Boxing shadows in Poland

The Communists in Poland and their secret agents are alive and well - in the minds of right-wing politicians - more than a decade after Communism fell. Although most of these politicians were hardly heroes of the fight against Communist rule, their attacks grow more stringent every time a policy fails or their dismal standing in public opinion dips another point. But this stance does not let politicians and governments do what people want them to do - govern and solve problems.

Last month, two Polish candidates had their campaigns for the October presidential election interrupted by charges they'd been agents of the old Communist secret police. One is Solidarity hero and former President Lech Walesa. The other, the current, highly popular President and former Communist official Alexander Kwasniewski. The issue? Not whether they were part of the secret police, but just whether they lied about being agents.
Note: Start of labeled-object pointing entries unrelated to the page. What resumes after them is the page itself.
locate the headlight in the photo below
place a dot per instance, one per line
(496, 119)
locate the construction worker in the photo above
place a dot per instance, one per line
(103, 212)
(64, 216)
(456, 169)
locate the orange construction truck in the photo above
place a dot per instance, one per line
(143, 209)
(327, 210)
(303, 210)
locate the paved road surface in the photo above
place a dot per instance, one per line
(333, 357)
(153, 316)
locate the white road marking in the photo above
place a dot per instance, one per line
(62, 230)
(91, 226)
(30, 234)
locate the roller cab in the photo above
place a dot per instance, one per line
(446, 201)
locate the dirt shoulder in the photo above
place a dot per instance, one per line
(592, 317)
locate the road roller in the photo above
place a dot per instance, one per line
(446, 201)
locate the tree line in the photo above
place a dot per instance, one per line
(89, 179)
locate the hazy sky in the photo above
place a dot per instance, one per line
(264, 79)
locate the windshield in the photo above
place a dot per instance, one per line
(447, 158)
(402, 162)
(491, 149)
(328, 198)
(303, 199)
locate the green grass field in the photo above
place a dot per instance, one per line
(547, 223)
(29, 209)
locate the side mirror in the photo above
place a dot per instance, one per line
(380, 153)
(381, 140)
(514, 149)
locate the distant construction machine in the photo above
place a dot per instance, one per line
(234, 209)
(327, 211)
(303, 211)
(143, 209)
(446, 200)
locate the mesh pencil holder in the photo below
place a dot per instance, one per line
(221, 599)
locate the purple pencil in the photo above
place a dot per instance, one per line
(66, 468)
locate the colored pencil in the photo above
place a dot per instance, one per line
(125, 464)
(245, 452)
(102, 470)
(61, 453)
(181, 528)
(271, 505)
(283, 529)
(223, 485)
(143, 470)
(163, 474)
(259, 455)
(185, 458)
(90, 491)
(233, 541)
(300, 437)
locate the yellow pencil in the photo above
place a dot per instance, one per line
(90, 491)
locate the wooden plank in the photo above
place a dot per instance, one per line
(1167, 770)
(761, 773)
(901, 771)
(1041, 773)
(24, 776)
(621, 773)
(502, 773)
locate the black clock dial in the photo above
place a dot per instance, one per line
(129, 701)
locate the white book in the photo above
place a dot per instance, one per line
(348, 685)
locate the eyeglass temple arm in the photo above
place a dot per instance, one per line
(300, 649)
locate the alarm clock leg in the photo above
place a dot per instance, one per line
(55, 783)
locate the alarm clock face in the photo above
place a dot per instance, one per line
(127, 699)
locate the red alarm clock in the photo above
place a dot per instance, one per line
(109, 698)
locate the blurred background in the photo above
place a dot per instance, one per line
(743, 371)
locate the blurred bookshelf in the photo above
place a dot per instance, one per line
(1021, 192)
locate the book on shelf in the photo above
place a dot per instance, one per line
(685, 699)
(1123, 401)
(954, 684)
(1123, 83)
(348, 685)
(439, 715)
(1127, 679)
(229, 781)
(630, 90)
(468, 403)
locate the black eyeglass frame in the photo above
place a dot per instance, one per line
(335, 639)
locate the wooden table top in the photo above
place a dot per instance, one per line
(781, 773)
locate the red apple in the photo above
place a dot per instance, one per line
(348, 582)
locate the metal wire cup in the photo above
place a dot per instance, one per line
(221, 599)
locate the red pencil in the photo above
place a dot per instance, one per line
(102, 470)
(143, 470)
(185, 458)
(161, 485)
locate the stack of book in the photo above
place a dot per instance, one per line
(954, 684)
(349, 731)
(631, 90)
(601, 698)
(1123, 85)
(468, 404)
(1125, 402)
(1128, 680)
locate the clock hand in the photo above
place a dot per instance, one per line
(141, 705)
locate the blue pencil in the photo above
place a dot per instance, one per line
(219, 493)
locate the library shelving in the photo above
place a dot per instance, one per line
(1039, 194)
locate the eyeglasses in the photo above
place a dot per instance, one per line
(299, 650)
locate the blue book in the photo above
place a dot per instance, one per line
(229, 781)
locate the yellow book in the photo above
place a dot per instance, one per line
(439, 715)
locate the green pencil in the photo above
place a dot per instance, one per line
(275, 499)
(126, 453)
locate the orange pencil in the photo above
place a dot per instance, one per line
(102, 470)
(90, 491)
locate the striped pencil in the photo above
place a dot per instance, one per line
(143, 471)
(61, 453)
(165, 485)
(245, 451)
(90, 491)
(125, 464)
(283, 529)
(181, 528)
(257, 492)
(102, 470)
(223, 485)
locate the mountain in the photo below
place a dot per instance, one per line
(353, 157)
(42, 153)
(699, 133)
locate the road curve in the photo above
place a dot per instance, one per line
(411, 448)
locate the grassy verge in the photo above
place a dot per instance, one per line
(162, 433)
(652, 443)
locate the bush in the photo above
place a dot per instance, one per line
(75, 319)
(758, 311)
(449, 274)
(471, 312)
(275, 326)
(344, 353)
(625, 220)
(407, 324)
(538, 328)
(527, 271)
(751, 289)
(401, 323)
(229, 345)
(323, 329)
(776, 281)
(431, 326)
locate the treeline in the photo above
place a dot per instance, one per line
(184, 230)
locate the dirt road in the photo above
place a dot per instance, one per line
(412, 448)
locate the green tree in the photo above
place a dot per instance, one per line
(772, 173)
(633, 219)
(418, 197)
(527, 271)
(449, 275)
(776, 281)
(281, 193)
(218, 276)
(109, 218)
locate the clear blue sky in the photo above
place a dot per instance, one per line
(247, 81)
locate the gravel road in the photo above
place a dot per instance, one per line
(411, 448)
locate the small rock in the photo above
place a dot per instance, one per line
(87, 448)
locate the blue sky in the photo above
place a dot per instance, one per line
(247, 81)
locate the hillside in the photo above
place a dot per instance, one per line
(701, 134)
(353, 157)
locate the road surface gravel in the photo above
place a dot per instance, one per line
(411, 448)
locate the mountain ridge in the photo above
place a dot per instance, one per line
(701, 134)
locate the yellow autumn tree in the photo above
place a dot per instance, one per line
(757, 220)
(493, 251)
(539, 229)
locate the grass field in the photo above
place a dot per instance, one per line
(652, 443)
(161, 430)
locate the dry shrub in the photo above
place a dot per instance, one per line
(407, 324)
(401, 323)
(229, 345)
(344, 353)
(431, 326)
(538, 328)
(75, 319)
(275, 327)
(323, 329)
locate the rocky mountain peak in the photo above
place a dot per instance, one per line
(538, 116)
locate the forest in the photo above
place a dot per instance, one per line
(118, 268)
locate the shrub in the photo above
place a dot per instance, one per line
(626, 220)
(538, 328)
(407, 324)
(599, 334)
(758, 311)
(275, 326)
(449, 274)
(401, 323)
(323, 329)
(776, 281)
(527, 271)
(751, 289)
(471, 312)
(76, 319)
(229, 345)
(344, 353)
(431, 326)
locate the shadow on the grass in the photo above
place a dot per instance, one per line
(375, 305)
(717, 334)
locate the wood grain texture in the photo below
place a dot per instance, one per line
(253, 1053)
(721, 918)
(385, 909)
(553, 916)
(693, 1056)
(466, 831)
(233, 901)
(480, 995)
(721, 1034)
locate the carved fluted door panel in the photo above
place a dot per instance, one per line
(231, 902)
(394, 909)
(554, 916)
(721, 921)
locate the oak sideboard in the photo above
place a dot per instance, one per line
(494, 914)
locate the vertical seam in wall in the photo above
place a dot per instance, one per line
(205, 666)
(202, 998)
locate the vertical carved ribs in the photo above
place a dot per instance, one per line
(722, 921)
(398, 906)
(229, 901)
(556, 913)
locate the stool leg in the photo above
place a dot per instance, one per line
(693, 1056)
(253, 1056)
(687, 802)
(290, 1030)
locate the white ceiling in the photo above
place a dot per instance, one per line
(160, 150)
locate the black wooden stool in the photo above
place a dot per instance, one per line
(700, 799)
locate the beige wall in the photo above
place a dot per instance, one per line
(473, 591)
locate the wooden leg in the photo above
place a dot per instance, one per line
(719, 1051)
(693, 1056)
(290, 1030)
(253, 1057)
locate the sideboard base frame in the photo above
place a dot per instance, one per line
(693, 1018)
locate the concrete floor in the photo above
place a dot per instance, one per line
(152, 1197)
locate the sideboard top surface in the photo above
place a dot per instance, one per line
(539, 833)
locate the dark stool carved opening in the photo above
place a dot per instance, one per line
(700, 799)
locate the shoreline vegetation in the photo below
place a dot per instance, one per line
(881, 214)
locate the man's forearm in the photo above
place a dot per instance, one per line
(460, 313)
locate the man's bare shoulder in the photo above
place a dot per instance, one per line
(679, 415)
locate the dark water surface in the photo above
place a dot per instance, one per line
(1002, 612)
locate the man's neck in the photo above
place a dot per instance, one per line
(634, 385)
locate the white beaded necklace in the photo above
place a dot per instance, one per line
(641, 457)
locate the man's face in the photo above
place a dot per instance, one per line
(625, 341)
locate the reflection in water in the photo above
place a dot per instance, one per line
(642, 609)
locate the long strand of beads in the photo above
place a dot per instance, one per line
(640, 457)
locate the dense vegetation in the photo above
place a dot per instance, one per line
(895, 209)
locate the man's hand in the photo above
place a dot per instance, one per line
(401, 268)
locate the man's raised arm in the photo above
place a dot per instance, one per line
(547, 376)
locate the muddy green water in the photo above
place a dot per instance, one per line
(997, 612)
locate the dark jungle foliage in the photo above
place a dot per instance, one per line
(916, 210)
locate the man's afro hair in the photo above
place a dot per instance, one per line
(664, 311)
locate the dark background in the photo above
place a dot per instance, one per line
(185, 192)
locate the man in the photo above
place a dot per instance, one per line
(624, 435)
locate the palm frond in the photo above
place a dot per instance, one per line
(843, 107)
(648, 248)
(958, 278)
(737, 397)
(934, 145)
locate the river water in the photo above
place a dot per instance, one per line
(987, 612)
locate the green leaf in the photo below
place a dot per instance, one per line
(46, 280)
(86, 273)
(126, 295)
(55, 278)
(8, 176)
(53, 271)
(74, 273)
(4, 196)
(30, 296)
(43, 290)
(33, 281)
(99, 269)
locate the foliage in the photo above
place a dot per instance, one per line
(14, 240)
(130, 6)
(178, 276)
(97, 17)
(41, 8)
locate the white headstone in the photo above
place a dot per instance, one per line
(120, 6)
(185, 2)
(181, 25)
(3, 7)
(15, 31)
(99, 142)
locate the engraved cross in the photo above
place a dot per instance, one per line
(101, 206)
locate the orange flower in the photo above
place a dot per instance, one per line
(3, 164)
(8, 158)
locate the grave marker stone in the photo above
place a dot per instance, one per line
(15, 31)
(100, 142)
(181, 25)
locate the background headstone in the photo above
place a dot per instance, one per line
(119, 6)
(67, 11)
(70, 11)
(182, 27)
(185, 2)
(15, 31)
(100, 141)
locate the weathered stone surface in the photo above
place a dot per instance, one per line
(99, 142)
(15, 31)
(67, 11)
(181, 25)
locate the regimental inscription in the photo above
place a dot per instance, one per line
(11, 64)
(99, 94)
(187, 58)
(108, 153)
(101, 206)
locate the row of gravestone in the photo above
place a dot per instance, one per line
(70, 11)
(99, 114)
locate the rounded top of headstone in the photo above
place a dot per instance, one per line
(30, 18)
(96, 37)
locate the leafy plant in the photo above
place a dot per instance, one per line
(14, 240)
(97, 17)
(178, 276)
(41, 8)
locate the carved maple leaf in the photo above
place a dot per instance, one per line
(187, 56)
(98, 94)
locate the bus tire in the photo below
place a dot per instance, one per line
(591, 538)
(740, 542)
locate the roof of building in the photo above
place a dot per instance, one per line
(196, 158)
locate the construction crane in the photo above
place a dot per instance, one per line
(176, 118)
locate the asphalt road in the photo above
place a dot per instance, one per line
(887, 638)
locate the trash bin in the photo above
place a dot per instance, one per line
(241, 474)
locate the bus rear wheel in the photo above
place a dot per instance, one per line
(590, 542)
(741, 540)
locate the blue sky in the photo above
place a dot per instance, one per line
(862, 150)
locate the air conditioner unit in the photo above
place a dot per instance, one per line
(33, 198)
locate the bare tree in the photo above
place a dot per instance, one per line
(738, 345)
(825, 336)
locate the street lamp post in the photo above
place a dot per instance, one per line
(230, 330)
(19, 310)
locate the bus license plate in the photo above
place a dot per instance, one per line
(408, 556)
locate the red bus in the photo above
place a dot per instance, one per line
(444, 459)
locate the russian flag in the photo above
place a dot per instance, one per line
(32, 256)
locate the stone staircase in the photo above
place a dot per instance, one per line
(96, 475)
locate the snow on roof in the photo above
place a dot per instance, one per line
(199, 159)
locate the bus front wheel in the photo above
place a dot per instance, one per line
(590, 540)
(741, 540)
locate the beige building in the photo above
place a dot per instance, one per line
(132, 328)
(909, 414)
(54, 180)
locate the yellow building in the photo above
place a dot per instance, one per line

The 1997 law, enacted to end the political controversy over how to handle the Communist past, requires that officials admit to having been agents of the Communist secret police. They can be denied their posts for not admitting to it, but not actually for having been police agents. Now, investigations and secret trials of accused officials have cast aspersions on these two former presidents and on an array of government ministers and legislators, as well as judges, lawyers, and lesser government officials.

For all the fuss and fury, most Poles don't care. In surveys, they charge the Communist system with hurting the country; punishing the old Communists and secret police is at the bottom of their lists of important issues. Candidates who admit to having been secret police agents have won their elections. Indeed, the reformed Communists, now Social Democrats, are Poland's most popular party. The losers in public opinion polls and elections are those who attack the Communists.

Vocal opposition to the law and the whole process of investigating elected and appointed leaders comes from men like Adam Michnik who served jail terms and had their families' lives disrupted because of their fight against Communism. These Solidarity intellectuals took over the government when Communism first fell, hoping to draw a thick line and focus on the future.

Enacting the law involves trusting the secret police and their records even as it attacks them. The process takes Poland back to some of the ways of Communist justice. At this point, no one really hopes to bar Communists from public office as the Czechs and Germans did right after Communism fell. It's too late, and besides, former Communists have proven to be good democrats. Other politicians rank them as the most effective parliamentarians in this first post-Communist decade.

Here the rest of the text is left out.